The current American Journal of Psychiatry offers an editorial by J.John Mann, MD, who describes several articles in this AJP that contribute toward furthering our understanding about suicide and suicidal behavior. He points out that not only is suicide a major cause of death in the United States and around the world but that it is the third leading cause of death in young people in the US and the leading cause of death in young adults in China, Sweden, Australia, and New Zealand and other countries. For every suicide, there are approximately 10 suicide attempts. There continues to be an urgent need for research into the causes of suicide and suicide attempts and to strive toward the development of a scientific basis for designing national plans for suicide prevention.
One of the articles in this AJP looks at individuals with multiple suicide attempts to look for predictive markers for severe psychopathology. Researchers compared those who made a single suicide attempt to individuals who had made multiple suicide attempts using a series of self-report questionnaires and clinician-completed rating scales. Although the groups were similar in age, the multiple-attempt group occurred at a significantly earlier age than the suicide attempt in the single-attempt group. The multiple-attempt group also had greater severity of psychopathology, greater psychiatric comorbidity, and poorer functioning in terms of problem solving and interpersonal relationships.

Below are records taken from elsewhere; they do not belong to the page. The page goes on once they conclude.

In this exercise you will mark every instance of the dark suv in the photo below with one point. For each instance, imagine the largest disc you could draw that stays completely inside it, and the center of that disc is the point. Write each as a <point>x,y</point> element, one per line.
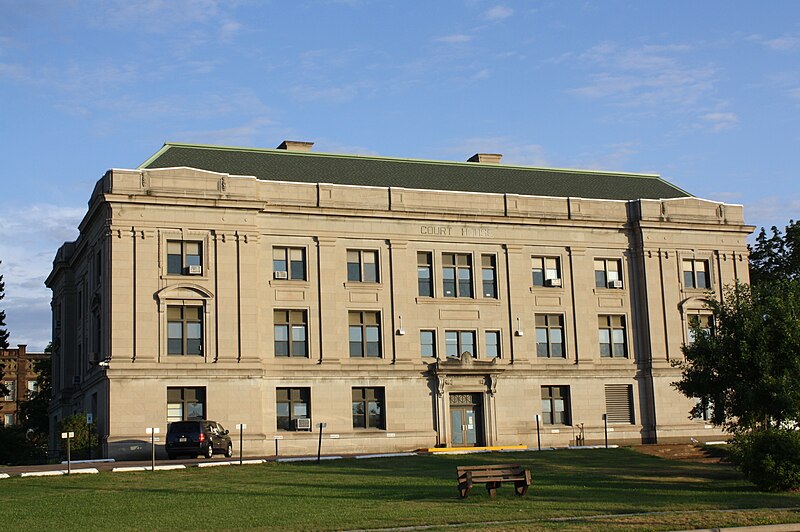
<point>195,438</point>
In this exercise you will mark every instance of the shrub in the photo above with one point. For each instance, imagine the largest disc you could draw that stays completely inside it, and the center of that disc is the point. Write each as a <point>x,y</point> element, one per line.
<point>769,458</point>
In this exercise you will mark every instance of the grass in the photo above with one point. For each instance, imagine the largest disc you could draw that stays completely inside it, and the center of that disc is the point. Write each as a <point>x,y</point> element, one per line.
<point>377,493</point>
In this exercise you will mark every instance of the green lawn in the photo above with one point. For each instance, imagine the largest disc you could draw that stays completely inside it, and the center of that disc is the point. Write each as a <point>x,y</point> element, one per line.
<point>376,493</point>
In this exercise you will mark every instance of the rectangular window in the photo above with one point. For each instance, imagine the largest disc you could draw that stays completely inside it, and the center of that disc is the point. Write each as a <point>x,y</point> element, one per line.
<point>608,273</point>
<point>184,330</point>
<point>489,275</point>
<point>619,403</point>
<point>695,274</point>
<point>368,408</point>
<point>704,323</point>
<point>546,271</point>
<point>292,404</point>
<point>186,404</point>
<point>291,333</point>
<point>289,263</point>
<point>550,336</point>
<point>425,273</point>
<point>362,266</point>
<point>458,342</point>
<point>427,343</point>
<point>457,274</point>
<point>11,386</point>
<point>613,340</point>
<point>555,405</point>
<point>365,334</point>
<point>492,344</point>
<point>184,258</point>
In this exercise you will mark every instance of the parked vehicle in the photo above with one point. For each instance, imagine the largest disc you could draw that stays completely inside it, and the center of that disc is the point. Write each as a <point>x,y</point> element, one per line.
<point>193,438</point>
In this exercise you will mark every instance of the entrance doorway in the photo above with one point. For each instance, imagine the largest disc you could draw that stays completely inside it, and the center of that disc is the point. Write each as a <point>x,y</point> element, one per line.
<point>466,421</point>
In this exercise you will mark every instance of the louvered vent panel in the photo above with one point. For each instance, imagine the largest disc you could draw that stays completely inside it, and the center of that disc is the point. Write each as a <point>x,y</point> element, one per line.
<point>619,403</point>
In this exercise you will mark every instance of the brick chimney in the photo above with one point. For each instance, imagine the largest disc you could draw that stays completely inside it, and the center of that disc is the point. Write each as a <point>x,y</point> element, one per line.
<point>487,158</point>
<point>295,145</point>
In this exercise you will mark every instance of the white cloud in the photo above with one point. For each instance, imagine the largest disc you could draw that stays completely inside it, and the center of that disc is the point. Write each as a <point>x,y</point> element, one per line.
<point>719,121</point>
<point>455,38</point>
<point>498,13</point>
<point>29,238</point>
<point>644,76</point>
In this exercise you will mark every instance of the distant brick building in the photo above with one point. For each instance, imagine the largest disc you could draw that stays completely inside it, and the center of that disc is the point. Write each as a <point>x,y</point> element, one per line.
<point>19,377</point>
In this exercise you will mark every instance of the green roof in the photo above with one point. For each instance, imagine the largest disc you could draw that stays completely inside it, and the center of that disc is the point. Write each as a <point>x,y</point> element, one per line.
<point>310,167</point>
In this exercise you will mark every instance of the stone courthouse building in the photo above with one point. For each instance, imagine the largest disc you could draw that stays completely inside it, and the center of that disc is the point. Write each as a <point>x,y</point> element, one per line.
<point>404,303</point>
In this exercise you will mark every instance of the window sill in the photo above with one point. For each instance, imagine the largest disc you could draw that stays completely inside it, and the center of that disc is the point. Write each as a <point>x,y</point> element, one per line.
<point>458,300</point>
<point>290,282</point>
<point>359,285</point>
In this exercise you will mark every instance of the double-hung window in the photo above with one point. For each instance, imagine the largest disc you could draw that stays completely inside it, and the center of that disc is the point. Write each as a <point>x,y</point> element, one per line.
<point>489,275</point>
<point>186,404</point>
<point>368,408</point>
<point>612,336</point>
<point>425,273</point>
<point>695,274</point>
<point>458,342</point>
<point>427,343</point>
<point>292,404</point>
<point>555,405</point>
<point>184,257</point>
<point>550,336</point>
<point>457,274</point>
<point>607,273</point>
<point>184,330</point>
<point>365,334</point>
<point>289,263</point>
<point>546,271</point>
<point>362,266</point>
<point>291,333</point>
<point>492,344</point>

This result is inconsistent with previous research that suggests that it is the subjective severity of depression that distinguishes suicide attempters from nonattempters and the authors suggest a kindling effect. That each time the suicidal mode becomes activated, it becomes increasingly accessible in memory and requires less triggering stimuli to become activated the next time.
Race as a Variable
The other studies continued to look at the factors related to suicide from Health studies. Data from the US National Mortality Followback Survey was used to compare factors related to completed suicide in African Americans versus Caucasians. In addition to demographic variables, clinical variables in the assessment included antisocial behavior, substance abuse, depressive symptoms, and psychotic symptoms. The results found very few differences between white and black suicide groups. Four items distinguished suicides in both groups from accidents: death ideation, suicidal ideation, bizarre behavior, and withdrawn behavior. The use of marijuana, community complaints about antisocial behavior and problem drinking, were more frequent in white than in black subjects.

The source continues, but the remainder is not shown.